The second kick start was attending a make up session for adoption school.  Yes faithful readers, we missed a class.  I know, how can we be good parents and miss an adoption school class.  We didn’t even have a great excuse – we missed a ferry because we were too lazy to leave downtown Vancouver on time.  We had to parachute into a brand new class of people about half way through their own set of adoption classes.  It was interesting being an outsider and looking at the dynamics.  Some had that caught in a headlight look of confusion, dread and panic that we maintained, but most were confident and excited about what they were doing.  Most had kids and most seemed to have kids they were living with that they wanted to adopt.  It got me excited again and realizing that the reward is going to be worth it.  Though it’s now been more than a year since we started the process and as much fun as the home study was, I’m not really looking forward to another 10 sessions.   The cleaning is going to kill me …





Can Same Sex Parents Parent?

9 04 2010

A study by sociologists Timothy Biblarz from the USC College of Letters, Arts and Sciences and Judith Stacey from the New York University looked at the presumption that children need both a mother and a father.  They found:

In their analysis, the researchers found no evidence of gender-based parenting abilities, with the partial exception of lactation, noting that very little about the gender of the parent has significance for children’s psychological adjustment and social success.

and …

Stacey concluded: The family type that is best for children is one that has responsible, committed, stable parenting. Two parents are, on average, better than one, but one really good parent is better than two not-so-good ones. The gender of parents only matters in ways that don’t matter.





The Next Step

1 04 2010

We’ve finished adoption education – 10 weeks of learning, bonding a whole lot of both total excitement and joy mixed with absolute terror and now what …
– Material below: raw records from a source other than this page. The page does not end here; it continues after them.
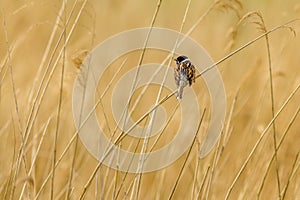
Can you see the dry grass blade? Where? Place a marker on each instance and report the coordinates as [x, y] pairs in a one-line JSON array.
[[185, 161], [58, 119], [259, 140], [292, 173], [279, 145]]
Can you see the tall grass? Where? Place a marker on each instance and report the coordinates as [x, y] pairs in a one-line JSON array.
[[257, 156]]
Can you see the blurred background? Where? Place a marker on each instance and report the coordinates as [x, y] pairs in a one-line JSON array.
[[41, 156]]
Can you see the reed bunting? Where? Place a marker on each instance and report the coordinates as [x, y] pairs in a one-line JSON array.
[[184, 74]]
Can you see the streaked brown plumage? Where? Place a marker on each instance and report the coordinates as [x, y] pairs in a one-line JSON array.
[[184, 74]]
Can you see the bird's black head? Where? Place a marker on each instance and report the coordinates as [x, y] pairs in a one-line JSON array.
[[179, 59]]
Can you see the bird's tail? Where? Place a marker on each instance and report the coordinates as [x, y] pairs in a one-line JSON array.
[[180, 91]]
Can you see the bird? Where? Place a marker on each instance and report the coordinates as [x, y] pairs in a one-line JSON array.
[[184, 74]]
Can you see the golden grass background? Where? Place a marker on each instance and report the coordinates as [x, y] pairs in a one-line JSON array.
[[25, 34]]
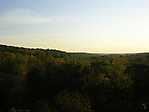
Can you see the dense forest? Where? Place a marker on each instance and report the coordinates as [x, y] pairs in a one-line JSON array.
[[44, 80]]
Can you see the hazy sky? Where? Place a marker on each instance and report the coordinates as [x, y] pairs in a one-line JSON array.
[[76, 25]]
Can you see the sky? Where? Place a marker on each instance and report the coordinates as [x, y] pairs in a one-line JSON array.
[[101, 26]]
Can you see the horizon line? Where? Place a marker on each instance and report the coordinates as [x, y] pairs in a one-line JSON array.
[[67, 51]]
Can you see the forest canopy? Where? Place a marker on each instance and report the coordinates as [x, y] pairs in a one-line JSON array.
[[44, 80]]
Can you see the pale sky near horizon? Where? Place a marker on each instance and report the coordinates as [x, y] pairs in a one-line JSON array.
[[107, 26]]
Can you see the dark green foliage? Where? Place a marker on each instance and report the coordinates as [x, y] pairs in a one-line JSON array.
[[54, 81]]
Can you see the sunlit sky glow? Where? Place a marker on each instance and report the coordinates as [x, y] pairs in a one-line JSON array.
[[107, 26]]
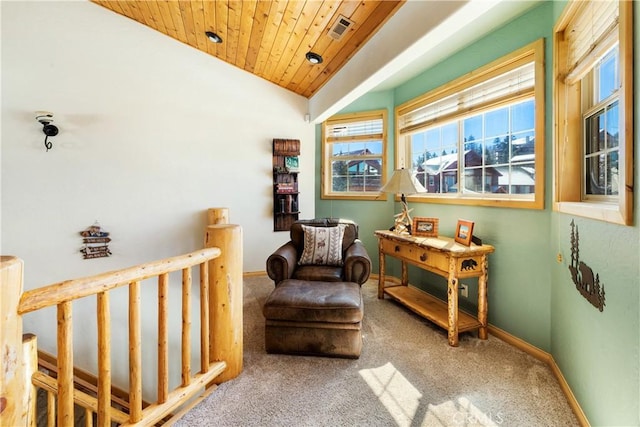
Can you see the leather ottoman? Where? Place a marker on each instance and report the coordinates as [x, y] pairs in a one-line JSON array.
[[314, 318]]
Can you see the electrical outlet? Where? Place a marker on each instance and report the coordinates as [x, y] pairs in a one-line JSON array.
[[464, 290]]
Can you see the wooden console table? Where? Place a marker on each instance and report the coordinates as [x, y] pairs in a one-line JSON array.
[[444, 257]]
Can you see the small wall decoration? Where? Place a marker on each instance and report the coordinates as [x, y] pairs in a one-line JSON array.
[[426, 227], [292, 163], [464, 232], [96, 242], [582, 275]]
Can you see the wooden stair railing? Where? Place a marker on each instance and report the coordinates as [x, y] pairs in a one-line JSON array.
[[220, 333]]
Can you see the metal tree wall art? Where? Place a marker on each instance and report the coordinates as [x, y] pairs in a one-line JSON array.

It feels like a bit of a let down, almost as though I was expecting to be passed a kid at the door on the way out.  Like a certificate of completion but with a whole bunch of needs and wants.  Next stage is the homestudy and like the adoption education class, I have no idea what to expect.  I have the spare bedroom made up just in case our social worker decides to move in for a while …





Still Closer …

25 03 2010

Yeah, totally got it wrong.  This week is our last adoption class!  Ten weeks went super quickly.   Last week was all about FAS (fetal alcohol syndrome) and FASD (fetal alcohol spectrum disorder) and man was it scary.  It was one of those down classes that left me less than excited about this process and experience.  Don’t get me wrong, I still want to adopt but last week the desire had waned slightly.